29 Apr 2013

Gunman shoots police outside Italian PM's office

3:05 pm on 29 April 2013

A gunman who shot two police officers and a passerby outside the Italian prime minister's office in Rome has told investigators he was angry with politicians.

The 49 year-old gunman, from the poor southern region of Calabria, told investigators he had planned to attack politicians but had found none within range.

One of the officers was shot in the neck, hitting his spinal cord, and he was in a serious condition, surgeons said. The other was shot in the leg.

Having fired several shots at the police on duty outside the prime minister's office, the man, dressed in a suit, shouted "shoot me, shoot me" to other officers nearby, police said.

The shooting took place as the new government of Prime Minister Enrico Letta was being sworn in at the nearby presidential palace.

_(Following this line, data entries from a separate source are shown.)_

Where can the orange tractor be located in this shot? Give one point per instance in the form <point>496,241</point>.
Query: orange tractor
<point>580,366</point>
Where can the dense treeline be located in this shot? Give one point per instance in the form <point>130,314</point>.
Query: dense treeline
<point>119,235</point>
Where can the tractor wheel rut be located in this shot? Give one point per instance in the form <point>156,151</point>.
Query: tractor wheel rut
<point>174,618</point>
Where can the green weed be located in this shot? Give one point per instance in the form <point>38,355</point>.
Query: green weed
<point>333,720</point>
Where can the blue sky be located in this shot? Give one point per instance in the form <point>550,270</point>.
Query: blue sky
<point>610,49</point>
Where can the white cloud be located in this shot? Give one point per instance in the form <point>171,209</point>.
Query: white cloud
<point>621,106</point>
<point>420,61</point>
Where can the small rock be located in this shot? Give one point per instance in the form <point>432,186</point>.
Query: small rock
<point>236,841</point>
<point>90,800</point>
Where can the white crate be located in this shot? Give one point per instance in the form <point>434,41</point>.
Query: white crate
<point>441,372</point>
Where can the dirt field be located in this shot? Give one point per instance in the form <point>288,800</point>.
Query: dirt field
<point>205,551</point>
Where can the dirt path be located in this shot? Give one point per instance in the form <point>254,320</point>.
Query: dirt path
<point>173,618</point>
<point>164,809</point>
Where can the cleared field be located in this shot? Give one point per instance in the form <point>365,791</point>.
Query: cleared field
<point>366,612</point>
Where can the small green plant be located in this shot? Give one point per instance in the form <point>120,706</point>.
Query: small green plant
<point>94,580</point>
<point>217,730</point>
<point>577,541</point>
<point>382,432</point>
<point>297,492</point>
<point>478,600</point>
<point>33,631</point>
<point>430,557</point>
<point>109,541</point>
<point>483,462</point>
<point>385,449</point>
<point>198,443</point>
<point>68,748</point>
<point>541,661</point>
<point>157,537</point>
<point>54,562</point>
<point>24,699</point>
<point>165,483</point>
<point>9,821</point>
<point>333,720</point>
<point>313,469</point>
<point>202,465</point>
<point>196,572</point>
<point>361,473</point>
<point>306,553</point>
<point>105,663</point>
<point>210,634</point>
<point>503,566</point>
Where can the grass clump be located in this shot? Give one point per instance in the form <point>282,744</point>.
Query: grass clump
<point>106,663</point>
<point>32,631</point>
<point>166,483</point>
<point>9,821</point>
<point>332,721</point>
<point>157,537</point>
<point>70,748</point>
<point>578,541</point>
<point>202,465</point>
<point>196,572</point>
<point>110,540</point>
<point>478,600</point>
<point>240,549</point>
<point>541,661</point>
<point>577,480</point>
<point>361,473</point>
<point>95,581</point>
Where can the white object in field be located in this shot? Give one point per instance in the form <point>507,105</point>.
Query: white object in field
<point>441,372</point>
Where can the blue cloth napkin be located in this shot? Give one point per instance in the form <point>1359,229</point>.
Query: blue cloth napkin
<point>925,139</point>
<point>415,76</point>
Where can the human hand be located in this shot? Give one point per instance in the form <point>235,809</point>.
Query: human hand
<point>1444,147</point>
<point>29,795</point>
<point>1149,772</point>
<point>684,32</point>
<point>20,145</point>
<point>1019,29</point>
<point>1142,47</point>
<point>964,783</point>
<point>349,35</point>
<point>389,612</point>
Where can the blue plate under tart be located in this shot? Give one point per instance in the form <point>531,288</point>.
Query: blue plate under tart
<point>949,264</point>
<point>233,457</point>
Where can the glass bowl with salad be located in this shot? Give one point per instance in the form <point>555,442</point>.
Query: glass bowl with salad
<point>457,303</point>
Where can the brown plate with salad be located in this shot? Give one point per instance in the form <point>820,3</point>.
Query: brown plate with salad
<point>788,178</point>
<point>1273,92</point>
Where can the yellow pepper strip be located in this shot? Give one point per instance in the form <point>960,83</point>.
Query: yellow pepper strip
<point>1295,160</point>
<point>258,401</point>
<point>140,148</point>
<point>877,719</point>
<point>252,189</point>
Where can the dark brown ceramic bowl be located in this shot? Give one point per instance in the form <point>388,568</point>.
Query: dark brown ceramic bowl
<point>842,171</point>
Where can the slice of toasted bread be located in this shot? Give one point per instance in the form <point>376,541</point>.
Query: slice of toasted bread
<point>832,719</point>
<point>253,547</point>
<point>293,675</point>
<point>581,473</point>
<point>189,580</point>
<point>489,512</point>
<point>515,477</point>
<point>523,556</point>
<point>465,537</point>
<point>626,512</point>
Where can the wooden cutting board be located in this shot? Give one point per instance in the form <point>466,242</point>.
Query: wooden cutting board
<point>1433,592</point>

Mr Letta, on the right of his centre-left Democratic Party (PD), ended two months of stalemate that followed an inconclusive general election by uniting political rivals in a broad coalition government.

The newly installed prime minister will set out his programme in parliament on Monday, and has said his first task will be to tackle the economy which has contracted for six consecutive quarters and pushed youth unemployment close to 40%.

Official data this month showed that alongside Italy's 2.7 million officially unemployed in 2012, there were 3 million more who had given up the search for work, a far higher number than in any other EU country.

The gunman's home town of Rosarno has a jobless rate far above the national average and is renowned for the activities of the local mafia, the 'Ndrangheta, and riots by African immigrants paid a pittance to collect the local fruit harvest.